RDMA/cxgb4: Don't change QP state outside EP lock
authorSteve Wise <swise@opengridcomputing.com>
Tue, 10 May 2011 05:06:22 +0000 (22:06 -0700)
committerRoland Dreier <roland@purestorage.com>
Tue, 10 May 2011 05:06:22 +0000 (22:06 -0700)
Concurrent ingress CLOSE and ULP ABORT operations causes a crash due
to a race condition where the close path releases the EP lock and then
tries to move the QP state to CLOSED.  This must be done inside the EP
lock to avoid the race.

Signed-off-by: Steve Wise <swise@opengridcomputing.com>
Signed-off-by: Roland Dreier <roland@purestorage.com>
drivers/infiniband/hw/cxgb4/cm.c
drivers/infiniband/hw/cxgb4/iw_cxgb4.h
drivers/infiniband/hw/cxgb4/qp.c

index 9d8dcfab2b38a7a2489cf7edc942c58c8c6c2c20..d235810e52df787423b9da33a892b3c010d9afb3 100644 (file)
@@ -1466,7 +1466,7 @@ static int peer_close(struct c4iw_dev *dev, struct sk_buff *skb)

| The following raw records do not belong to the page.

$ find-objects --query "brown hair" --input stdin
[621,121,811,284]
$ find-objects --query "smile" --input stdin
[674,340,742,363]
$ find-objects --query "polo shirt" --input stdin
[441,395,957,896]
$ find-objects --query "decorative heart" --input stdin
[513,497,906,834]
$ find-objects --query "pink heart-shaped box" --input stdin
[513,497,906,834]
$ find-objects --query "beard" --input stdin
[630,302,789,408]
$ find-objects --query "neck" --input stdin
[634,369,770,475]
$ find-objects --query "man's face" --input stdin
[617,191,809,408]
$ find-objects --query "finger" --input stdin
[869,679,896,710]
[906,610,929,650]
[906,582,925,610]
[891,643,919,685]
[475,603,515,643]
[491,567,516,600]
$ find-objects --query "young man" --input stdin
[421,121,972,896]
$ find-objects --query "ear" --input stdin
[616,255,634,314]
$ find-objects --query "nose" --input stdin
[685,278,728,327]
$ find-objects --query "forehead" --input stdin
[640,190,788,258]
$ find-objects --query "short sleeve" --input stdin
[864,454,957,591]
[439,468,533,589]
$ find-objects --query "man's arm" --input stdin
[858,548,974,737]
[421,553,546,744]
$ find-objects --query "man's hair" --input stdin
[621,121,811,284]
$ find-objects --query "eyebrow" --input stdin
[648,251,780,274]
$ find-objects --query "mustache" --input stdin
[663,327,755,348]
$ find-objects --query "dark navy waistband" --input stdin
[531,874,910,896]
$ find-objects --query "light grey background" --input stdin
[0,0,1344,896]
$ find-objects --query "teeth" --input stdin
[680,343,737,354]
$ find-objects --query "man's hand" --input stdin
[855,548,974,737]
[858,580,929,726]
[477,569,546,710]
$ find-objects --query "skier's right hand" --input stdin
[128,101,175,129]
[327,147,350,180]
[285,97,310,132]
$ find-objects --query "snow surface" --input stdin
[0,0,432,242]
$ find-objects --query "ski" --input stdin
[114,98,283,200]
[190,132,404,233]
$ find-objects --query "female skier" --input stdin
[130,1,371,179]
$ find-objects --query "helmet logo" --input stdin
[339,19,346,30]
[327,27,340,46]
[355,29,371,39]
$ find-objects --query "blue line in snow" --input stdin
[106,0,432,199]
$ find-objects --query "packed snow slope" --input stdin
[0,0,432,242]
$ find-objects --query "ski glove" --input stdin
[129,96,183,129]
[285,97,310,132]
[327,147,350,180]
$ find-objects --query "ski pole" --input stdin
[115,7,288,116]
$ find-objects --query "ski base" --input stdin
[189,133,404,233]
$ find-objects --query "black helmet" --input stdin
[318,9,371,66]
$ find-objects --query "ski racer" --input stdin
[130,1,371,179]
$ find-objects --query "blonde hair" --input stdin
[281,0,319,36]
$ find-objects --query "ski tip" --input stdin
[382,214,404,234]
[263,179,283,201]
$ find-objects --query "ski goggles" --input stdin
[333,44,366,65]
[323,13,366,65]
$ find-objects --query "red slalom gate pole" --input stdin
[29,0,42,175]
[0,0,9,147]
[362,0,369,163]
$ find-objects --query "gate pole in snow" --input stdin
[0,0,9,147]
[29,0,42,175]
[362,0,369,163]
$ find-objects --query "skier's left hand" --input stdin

        struct c4iw_qp_attributes attrs;
        int disconnect = 1;
        int release = 0;
-       int closing = 0;
+       int abort = 0;
        struct tid_info *t = dev->rdev.lldi.tids;
        unsigned int tid = GET_TID(hdr);
 
@@ -1507,8 +1507,11 @@ static int peer_close(struct c4iw_dev *dev, struct sk_buff *skb)
        case FPDU_MODE:
                start_ep_timer(ep);
                __state_set(&ep->com, CLOSING);
-               closing = 1;
+               attrs.next_state = C4IW_QP_STATE_CLOSING;
+               abort = c4iw_modify_qp(ep->com.qp->rhp, ep->com.qp,
+                                      C4IW_QP_ATTR_NEXT_STATE, &attrs, 1);
                peer_close_upcall(ep);
+               disconnect = 1;
                break;
        case ABORTING:
                disconnect = 0;
@@ -1536,11 +1539,6 @@ static int peer_close(struct c4iw_dev *dev, struct sk_buff *skb)
                BUG_ON(1);
        }
        mutex_unlock(&ep->com.mutex);
-       if (closing) {
-               attrs.next_state = C4IW_QP_STATE_CLOSING;
-               c4iw_modify_qp(ep->com.qp->rhp, ep->com.qp,
-                              C4IW_QP_ATTR_NEXT_STATE, &attrs, 1);
-       }
        if (disconnect)
                c4iw_ep_disconnect(ep, 0, GFP_KERNEL);
        if (release)
@@ -1710,14 +1708,14 @@ static int terminate(struct c4iw_dev *dev, struct sk_buff *skb)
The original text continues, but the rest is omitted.